Needless to say I quickly changed my Evernote password and enabled Evernote's two-step authentication.

Shortly later an ISC reader forwarded a The Register article about a brute force authentication attack against github. While there aren't a lot of technical details in the article, this attack is interesting because it is a relatively slow attack from over 40,000 IP addresses, obviously designed to reduce the likelihood of any anti-brute-forcing controls kicking in. 

"These addresses were used to slowly brute force weak passwords or passwords used on multiple sites. We are working on additional rate-limiting measures to address this".  Suggesting that this was not your typical  brute force employing obvious userids and incredibly inane passwords, but a targeted attack against password reuse. 

The article also goes on to lament; "It strikes us that GitHub's recent bout of probing may stem from crackers using the 38 million user details that were sucked out of Adobe recently to check for duplicate logins on other sites."

Guess I will be looking at all my passwords again, including the ones used by my mobile devices!

 

-- Rick Wanner - rwanner at isc dot sans dot edu - http://namedeplume.blogspot.com/ - Twitter:namedeplume (Protected)

7 comment(s)

Comments

Maybe I misunderstand the Evernote message, but they are not saying you are using the same password between Adobe and Evernote, they are saying if you are, you should change it, no?
The subject implies that, but the content says "We compared this list to our user email addresses and found that the email address you used to register for an Evernote account is on the list of exposed Adobe accounts."

Rick
I'm pretty sure that the passwords not in the top 100 or so haven't been compromised yet, so they really wouldn't know if your throwaways aren't in the really really bad category. from the sound of things the list was encrypted reversibly but in triple DES.
You are absolutely correct. Just playing the role of paranoid security guy. (-;
Just because you are paranoid doesn't mean they aren't after you!

Rick
It would be a very poor reflection on Evernote if they were able to know your password. Although, I guess they could have changed the logic when a user enters a password (during login or password change) and compare to the known Adobe passwords at that time.
I have this task on my todo list as well. Using a password manager eliminates most of the need for a throwaway password.
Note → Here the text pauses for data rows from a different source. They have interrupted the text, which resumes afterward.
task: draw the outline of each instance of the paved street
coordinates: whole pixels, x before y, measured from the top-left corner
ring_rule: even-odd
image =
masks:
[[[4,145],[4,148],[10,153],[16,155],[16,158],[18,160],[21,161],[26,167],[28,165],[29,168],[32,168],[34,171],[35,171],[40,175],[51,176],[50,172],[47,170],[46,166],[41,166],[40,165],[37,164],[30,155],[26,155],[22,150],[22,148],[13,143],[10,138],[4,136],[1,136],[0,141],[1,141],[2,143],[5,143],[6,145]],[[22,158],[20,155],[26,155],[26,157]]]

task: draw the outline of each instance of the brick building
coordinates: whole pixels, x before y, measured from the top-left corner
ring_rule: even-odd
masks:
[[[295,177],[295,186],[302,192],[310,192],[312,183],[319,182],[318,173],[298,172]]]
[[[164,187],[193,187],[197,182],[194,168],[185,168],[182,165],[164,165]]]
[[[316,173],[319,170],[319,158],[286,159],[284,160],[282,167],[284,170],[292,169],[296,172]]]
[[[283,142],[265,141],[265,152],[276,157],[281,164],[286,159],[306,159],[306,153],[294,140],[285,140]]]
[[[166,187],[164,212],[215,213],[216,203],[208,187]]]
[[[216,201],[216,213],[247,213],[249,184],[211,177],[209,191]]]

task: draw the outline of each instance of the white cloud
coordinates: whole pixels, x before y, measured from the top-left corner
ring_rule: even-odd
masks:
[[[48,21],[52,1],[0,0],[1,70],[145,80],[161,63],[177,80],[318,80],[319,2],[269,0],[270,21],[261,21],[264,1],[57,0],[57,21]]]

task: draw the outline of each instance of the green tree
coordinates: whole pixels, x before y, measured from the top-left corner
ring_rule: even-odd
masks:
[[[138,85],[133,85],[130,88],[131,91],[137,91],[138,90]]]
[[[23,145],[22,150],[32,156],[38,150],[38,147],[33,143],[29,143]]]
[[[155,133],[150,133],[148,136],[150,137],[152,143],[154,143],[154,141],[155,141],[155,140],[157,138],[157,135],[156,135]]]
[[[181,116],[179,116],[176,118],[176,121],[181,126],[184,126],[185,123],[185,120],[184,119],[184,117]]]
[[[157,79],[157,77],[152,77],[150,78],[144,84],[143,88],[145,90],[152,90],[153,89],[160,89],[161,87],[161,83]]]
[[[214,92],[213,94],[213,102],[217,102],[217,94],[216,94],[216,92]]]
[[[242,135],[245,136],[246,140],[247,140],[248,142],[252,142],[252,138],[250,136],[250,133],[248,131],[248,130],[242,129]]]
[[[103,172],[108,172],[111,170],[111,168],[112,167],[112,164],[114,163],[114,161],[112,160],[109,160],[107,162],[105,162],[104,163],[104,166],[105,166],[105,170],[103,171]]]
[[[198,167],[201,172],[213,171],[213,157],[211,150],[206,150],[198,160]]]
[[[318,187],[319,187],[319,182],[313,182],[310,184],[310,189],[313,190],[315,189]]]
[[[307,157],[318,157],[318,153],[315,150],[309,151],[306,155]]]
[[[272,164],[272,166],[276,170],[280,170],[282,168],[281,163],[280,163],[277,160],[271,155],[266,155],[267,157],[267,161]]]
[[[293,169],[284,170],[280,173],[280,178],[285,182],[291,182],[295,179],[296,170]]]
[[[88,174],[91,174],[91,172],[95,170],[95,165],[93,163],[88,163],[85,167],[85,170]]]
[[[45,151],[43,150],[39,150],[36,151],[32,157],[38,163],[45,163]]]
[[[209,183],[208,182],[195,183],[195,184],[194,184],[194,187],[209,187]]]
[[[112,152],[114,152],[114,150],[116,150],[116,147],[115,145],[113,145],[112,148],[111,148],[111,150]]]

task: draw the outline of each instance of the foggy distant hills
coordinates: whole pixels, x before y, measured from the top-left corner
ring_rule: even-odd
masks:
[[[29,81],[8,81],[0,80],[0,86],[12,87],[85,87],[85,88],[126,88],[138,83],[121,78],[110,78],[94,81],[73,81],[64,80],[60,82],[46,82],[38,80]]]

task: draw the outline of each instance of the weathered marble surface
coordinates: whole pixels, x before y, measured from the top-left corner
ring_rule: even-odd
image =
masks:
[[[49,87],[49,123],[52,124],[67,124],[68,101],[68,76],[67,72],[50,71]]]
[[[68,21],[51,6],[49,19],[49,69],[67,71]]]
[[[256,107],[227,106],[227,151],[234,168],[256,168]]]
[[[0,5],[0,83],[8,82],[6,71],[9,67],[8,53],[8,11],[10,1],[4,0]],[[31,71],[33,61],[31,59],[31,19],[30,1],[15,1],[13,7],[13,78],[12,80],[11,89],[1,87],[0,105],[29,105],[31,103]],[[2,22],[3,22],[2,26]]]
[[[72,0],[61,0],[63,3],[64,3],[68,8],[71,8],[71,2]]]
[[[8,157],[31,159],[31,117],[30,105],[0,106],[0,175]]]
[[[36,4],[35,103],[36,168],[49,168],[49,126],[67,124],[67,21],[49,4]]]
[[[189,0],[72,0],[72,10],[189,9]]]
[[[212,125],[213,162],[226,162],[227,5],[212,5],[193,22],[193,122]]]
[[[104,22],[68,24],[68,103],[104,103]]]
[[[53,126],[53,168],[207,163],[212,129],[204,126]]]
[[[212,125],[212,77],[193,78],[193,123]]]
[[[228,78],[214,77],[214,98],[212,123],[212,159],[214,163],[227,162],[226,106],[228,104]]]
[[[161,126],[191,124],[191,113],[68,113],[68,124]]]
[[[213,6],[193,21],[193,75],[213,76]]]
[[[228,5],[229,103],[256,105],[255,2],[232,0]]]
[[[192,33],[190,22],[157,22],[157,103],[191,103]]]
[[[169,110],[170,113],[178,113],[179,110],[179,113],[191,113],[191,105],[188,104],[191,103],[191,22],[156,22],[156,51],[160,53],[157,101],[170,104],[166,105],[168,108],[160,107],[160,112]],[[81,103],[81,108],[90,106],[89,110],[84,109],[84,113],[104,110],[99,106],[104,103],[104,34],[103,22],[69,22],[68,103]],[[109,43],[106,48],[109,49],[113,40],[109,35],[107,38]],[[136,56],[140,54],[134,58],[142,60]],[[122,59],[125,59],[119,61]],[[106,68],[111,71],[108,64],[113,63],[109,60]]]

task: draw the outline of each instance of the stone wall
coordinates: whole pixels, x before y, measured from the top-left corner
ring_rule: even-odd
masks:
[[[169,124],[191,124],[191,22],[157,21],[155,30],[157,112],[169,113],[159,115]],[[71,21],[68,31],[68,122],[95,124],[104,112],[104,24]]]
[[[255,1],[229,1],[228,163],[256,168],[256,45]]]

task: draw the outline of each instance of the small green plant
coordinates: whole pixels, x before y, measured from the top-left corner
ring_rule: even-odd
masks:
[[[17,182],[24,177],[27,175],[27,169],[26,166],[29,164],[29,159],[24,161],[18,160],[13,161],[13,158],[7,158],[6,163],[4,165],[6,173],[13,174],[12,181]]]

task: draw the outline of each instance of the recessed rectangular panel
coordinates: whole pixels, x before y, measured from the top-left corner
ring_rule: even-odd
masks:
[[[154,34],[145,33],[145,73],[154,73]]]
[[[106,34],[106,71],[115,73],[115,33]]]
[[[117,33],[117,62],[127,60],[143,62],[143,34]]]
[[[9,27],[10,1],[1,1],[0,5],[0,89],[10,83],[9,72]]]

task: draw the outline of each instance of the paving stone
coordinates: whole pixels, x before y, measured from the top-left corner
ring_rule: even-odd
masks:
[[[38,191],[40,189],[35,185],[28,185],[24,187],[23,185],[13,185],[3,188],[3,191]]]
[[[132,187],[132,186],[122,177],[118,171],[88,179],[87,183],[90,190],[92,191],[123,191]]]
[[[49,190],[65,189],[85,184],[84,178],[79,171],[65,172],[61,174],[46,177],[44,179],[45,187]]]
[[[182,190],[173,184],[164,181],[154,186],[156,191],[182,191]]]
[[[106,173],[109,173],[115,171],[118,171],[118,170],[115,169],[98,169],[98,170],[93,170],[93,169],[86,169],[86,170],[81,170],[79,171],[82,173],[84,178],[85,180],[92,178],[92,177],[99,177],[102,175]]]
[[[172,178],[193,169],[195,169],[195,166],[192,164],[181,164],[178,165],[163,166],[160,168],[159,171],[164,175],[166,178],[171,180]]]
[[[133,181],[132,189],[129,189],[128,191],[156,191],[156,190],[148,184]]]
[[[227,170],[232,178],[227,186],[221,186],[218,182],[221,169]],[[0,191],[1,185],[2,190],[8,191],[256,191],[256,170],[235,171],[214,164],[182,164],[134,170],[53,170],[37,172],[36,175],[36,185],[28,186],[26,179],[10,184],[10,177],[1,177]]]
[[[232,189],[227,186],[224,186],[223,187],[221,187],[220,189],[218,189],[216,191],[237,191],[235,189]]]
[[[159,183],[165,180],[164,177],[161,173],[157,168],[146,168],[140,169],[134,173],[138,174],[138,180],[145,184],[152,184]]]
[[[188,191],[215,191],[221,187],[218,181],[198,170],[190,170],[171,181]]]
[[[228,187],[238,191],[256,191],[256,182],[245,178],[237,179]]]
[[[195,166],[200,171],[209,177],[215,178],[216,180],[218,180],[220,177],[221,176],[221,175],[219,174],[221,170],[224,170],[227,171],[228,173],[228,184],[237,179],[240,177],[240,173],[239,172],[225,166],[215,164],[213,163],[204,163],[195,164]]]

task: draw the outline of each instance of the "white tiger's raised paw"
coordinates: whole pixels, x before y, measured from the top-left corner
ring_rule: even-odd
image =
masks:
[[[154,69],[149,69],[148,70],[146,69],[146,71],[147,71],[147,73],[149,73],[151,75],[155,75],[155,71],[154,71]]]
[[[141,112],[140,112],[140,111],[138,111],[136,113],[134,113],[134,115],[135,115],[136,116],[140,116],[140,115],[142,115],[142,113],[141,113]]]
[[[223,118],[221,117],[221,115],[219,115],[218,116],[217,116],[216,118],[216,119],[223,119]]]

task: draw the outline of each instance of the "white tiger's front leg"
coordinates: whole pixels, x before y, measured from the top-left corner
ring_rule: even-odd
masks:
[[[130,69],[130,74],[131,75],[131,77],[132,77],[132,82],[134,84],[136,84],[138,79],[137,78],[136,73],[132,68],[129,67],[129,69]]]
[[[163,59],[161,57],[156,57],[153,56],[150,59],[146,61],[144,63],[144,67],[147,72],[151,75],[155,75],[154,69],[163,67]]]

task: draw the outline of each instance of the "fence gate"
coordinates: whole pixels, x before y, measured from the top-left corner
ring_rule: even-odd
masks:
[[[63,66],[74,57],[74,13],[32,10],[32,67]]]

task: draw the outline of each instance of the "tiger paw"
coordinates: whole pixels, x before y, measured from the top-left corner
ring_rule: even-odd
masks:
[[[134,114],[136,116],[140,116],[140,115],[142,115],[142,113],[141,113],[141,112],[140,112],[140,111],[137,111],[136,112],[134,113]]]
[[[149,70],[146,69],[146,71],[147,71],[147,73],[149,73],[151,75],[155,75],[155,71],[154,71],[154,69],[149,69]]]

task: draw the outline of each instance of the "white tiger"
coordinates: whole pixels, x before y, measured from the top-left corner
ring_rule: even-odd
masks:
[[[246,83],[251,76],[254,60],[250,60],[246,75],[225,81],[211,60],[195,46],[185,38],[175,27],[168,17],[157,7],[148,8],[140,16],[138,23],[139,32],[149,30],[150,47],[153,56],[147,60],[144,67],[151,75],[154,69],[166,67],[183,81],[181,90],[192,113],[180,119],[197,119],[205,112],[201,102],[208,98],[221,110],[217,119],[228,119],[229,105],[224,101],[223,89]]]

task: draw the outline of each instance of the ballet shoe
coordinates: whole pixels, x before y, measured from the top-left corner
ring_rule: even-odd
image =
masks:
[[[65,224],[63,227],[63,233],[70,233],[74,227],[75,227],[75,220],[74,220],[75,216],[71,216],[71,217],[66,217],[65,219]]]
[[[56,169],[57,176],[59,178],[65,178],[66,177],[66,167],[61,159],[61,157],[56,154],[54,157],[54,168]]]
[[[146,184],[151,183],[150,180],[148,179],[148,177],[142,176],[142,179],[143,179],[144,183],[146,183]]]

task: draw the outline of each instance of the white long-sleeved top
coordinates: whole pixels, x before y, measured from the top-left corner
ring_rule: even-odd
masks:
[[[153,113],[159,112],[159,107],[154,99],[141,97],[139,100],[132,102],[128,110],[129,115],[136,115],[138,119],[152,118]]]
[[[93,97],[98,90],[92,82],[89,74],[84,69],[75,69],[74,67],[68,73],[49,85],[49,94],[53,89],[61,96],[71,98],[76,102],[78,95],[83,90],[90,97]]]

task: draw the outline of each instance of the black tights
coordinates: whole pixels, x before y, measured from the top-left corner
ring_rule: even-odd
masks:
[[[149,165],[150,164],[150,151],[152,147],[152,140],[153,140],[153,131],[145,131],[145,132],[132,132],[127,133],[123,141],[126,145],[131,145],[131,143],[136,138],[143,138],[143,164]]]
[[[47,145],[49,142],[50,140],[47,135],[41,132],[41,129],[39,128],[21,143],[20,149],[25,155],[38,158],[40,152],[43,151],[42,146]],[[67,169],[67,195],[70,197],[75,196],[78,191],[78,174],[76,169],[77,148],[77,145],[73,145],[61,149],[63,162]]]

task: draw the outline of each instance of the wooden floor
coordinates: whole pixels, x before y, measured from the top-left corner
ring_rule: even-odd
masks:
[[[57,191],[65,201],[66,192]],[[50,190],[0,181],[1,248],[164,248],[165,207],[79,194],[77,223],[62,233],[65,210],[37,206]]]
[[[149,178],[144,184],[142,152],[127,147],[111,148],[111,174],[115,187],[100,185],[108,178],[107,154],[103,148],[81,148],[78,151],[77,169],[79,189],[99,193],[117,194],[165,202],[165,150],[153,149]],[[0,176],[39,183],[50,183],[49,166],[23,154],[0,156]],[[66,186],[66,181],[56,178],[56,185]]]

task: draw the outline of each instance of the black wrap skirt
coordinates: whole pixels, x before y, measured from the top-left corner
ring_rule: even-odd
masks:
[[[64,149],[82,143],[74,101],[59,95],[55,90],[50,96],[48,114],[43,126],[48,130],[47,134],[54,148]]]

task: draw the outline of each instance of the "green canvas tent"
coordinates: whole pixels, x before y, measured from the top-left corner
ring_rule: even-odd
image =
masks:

Evernote does not need to know your password from their database. If they have an email from adobe and the adobe password produces the same hash stored for the evernote email matching account, you have used the same password at both locations.

I heard reports of about 150 million records in the adobe data breach. Only 38 million are active with adobe. Just because the remaining accounts are not active with adobe, does not mean a password was not reused at another location that is active.
Or they could apply their own hash to the passwords published by the Adobe breach and compare to what they store.